Adil Rashid says England will not get carried away with being in a World Cup semi-final
England are now chasing history at this World Cup but, on home soil, Adil Rashid knows it is vital that they do not get carried away with the occasion.
- England will play either India or Australia in the World Cup semi-final at Edgbaston
- England have not played in an ICC Men’s Cricket World Cup final since 1992
England have never before won the ICC Men’s Cricket World Cup and are now in the semi-finals for the first time in 27 years.
Next week they will take on Australia or India at Edgbaston with a place in an historic World Cup final on the line.
But Rashid – who played all nine group games for England and took eight wickets – insists his side will be taking it all in their stride.
“It's the same feeling,” he said. “Yes, we know it's a semi-final of a World Cup but we will definitely take it as another game.
“We'll go out there, try our best, have a positive mindset, play a positive brand of cricket with bat and ball and see what happens. We won't be taking any pressure on, we'll go out there, enjoy our cricket and hopefully everything else will look after itself.”
Rashid has been troubled this summer by a shoulder injury that limited his involvement in the warm-ups to the tournament.
But his importance to this side is emphasised by the fact that Trevor Bayliss has yet to rotate him out of the first XI.
And the legspinner insists he is firing on all cylinders for the end of the tournament.
“I had the niggle a month ago. Just before the World Cup I had an injection and had a shoulder problem. It's all good for now. I'm 100 per cent,” he added.
“I'm trying to (bowl all variations), sometimes it can be a bit difficult. That's not an excuse for not bowling it much. At times it can be a bit difficult but that's one of my strengths, my variations. For me it's just getting back to bowling my variations.
“There's been some games where I felt as though I've been a bit unlucky, there's been a few dropped catches and missed stumpings and whatever. If you take all that in things could be completely different, you could easily be on 15 or 16 wickets.
“It is what it is, dropped catches and missed chances are part and parcel of cricket. But we're winning, we've got through to the semis so we're in a good place.”
Rashid might not have claimed as many wickets as he would have liked so far.
But he has found other ways to help the team, including a fine run-out of Ross Taylor in Durham on Wednesday.
Fielding has improved across the board for England in their rise to the top of the world rankings, and Rashid as one of the less natural athletes in the field epitomises that development.
He added: "It was nice to get that one-handed pick-up and throw over the stumps.
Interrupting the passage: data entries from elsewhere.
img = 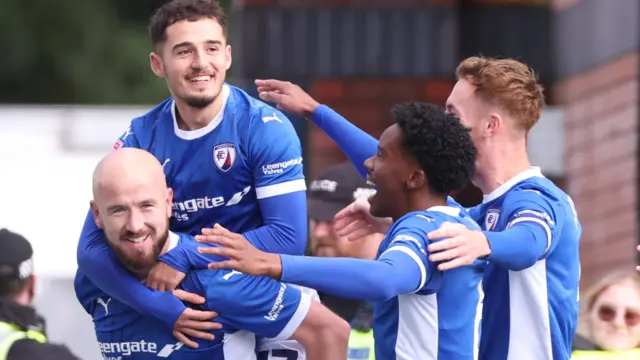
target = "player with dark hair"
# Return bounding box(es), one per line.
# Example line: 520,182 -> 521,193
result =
196,102 -> 482,360
77,0 -> 307,358
78,148 -> 349,360
256,57 -> 582,360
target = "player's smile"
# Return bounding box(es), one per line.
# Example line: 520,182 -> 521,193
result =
186,74 -> 215,88
124,234 -> 151,246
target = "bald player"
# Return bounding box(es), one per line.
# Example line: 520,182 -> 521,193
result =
75,148 -> 349,360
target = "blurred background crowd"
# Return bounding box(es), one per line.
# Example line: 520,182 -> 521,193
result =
0,0 -> 640,360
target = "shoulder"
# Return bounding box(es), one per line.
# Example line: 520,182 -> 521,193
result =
130,98 -> 174,130
227,85 -> 291,129
389,211 -> 438,241
7,339 -> 79,360
502,177 -> 573,212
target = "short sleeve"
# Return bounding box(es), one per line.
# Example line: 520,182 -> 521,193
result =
203,270 -> 311,340
249,107 -> 306,199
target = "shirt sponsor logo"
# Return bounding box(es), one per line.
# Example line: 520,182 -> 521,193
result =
262,157 -> 302,175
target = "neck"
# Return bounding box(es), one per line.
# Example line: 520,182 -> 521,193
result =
392,189 -> 447,222
473,139 -> 531,195
175,89 -> 224,131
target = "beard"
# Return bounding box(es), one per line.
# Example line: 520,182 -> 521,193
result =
182,95 -> 218,109
111,226 -> 169,279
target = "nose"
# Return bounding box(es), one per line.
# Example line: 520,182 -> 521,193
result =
611,311 -> 627,329
127,210 -> 144,234
191,50 -> 207,71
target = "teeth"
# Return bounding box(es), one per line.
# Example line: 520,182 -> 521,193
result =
129,236 -> 147,244
191,76 -> 211,82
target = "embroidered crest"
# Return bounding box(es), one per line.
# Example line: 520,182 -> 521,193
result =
213,143 -> 236,172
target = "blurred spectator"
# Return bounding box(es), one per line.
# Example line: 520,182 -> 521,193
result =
572,272 -> 640,360
0,229 -> 77,360
308,163 -> 384,360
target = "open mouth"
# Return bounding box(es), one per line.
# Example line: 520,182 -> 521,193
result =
124,234 -> 151,245
367,174 -> 376,186
189,75 -> 213,84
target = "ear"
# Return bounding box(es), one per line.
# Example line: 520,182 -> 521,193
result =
89,200 -> 102,229
482,112 -> 502,137
149,52 -> 165,78
225,45 -> 233,70
167,188 -> 173,218
406,169 -> 427,190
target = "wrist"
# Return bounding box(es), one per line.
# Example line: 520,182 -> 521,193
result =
478,231 -> 491,259
264,253 -> 282,280
304,100 -> 320,120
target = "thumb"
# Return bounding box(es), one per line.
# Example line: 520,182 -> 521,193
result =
185,308 -> 218,321
260,91 -> 284,104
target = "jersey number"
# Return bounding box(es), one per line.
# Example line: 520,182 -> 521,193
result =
258,349 -> 298,360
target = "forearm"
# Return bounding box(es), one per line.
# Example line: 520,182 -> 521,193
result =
312,105 -> 378,177
280,252 -> 420,301
242,191 -> 308,255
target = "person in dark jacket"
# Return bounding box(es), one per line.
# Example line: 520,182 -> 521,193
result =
0,229 -> 79,360
307,162 -> 384,360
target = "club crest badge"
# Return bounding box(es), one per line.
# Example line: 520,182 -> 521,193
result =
213,143 -> 237,172
484,209 -> 500,231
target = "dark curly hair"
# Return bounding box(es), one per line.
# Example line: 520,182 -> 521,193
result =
149,0 -> 227,46
391,101 -> 477,195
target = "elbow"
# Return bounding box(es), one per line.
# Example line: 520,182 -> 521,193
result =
311,316 -> 351,355
503,251 -> 539,271
509,254 -> 538,271
277,220 -> 307,255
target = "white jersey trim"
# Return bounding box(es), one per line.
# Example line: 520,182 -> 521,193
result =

It was obviously a nice feeling, a big wicket as well, Ross Taylor was going along nicely. We work hard on our fielding, all of us work hard on all aspects so credit to them.
“As a team we're always looking to improve. if we're good we're looking to be better. That goes for everybody, for myself as well, I'm always looking to improve.
“You might have the days where you might not feel as good or whatever but if you're putting the hard work in the field practice then things will go well.”